Exposition - Art moderne

Créer à l'âge de l'atome

La bombe nucléaire a bouleversé le destin de l’humanité. Une exposition au Musée d’art moderne donne à voir comment l’art des 20e et 21e siècles a investi l’imaginaire de l’atome.

Créer à l'âge de l'atome - Les Grands Dossiers des sciences humaines n°76

© Universal History Archive / UIG via Getty images

Que ta première pensée au réveil soit : “Atome”. Car tu ne saurais commencer ta journée dans l’illusion d’être entouré d’un monde stable. Demain peut ainsi être “quelque chose qui a déjà été” : car nous, toi, moi, et nos compagnons humains, sommes “davantage mortels” et “davantage éphémères” que tous ceux qui, jusqu’à hier, étaient considérés comme mortels 1. » Tel est un des « Commandements de l’âge atomique » du philosophe Günther Anders qui exprime avec force la rupture introduite dans l’histoire par le largage des deux bombes A sur Hiroshima et Nagasaki les 6 et 9 août 1945. Une nouvelle ère s’ouvre qui ne peut s’affranchir de l’ombre portée d’une apocalypse sans rédemption. Elle n’est pas qu’une question philosophique ou scientifique dont débattraient des intellectuels. Elle touche chacun, suscitant peurs et angoisses. Et elle fascine encore et toujours comme le donne à voir le succès du film Oppenheimer de Christopher Nolan en 2023.

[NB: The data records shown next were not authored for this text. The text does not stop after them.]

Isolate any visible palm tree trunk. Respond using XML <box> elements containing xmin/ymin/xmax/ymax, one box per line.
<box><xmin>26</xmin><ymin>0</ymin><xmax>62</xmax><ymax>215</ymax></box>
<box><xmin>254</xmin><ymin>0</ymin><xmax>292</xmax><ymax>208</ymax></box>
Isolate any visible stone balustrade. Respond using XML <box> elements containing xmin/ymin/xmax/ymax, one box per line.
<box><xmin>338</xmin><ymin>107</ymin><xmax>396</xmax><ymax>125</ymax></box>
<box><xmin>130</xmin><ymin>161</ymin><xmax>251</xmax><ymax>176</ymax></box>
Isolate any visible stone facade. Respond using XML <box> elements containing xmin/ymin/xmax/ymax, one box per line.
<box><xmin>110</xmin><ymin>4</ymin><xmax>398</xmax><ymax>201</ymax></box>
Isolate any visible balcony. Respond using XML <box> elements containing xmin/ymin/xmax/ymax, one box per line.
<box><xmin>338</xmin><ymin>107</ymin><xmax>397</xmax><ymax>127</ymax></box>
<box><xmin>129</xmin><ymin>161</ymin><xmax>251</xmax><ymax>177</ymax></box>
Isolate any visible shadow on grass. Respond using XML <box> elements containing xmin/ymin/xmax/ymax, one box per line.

De l’infiniment petit au cataclysme nucléaire, l’art depuis le début du 20e siècle s’est fait l’écho de cette histoire atomique qui a bouleversé le monde et nos imaginaires. C’est ce que donne à voir l’exposition « L’âge atomique. Les artistes à l’épreuve de l’histoire » au Musée d’art moderne de Paris en liant art, science et politique à travers des œuvres d’art et des documents.

L’atome renvoie étymologiquement à l’insécable. On doit à la philosophie grecque antique, en particulier à Démocrite, l’idée, reprise par Épicure ou Lucrèce, que la matière est constituée par des particules élémentaires, des atomes. Mais à la fin du 19e et au début du 20e siècle, la physique bouleverse cette conception. L’atome n’est plus le constituant ultime de la matière, car on découvre qu’il est lui-même constitué d’un noyau de neutrons et protons autour duquel gravitent des électrons. Cette désintégration de la matière se traduit sur le plan artistique par un travail vers des créations résolument abstraites, telles celles de Vassily Kandinsky ou de la peintre suédoise Hilma af Klint avec notamment sa série des Atomes, 22 dessins avec des combinations de figures. Kandinsky explique ainsi l’impact de ces nouvelles découvertes scientifiques sur sa conception du réel : « La désintégration de l’atome était la même chose, dans mon âme, que la désintégration du monde entier. Les murs les plus épais s’écroulaient soudain. Tout devenait précaire, instable, mou 2. » La découverte des rayons X et celle de la radioactivité par Pierre et Marie Curie frappent aussi les esprits et les arts dans leur diversité. Fascinée, la chorégraphe américaine Loïe Fuller crée ainsi une Danse ultraviolette et une Danse du radium. L’atome ici enchante le monde plus qu’il le menace.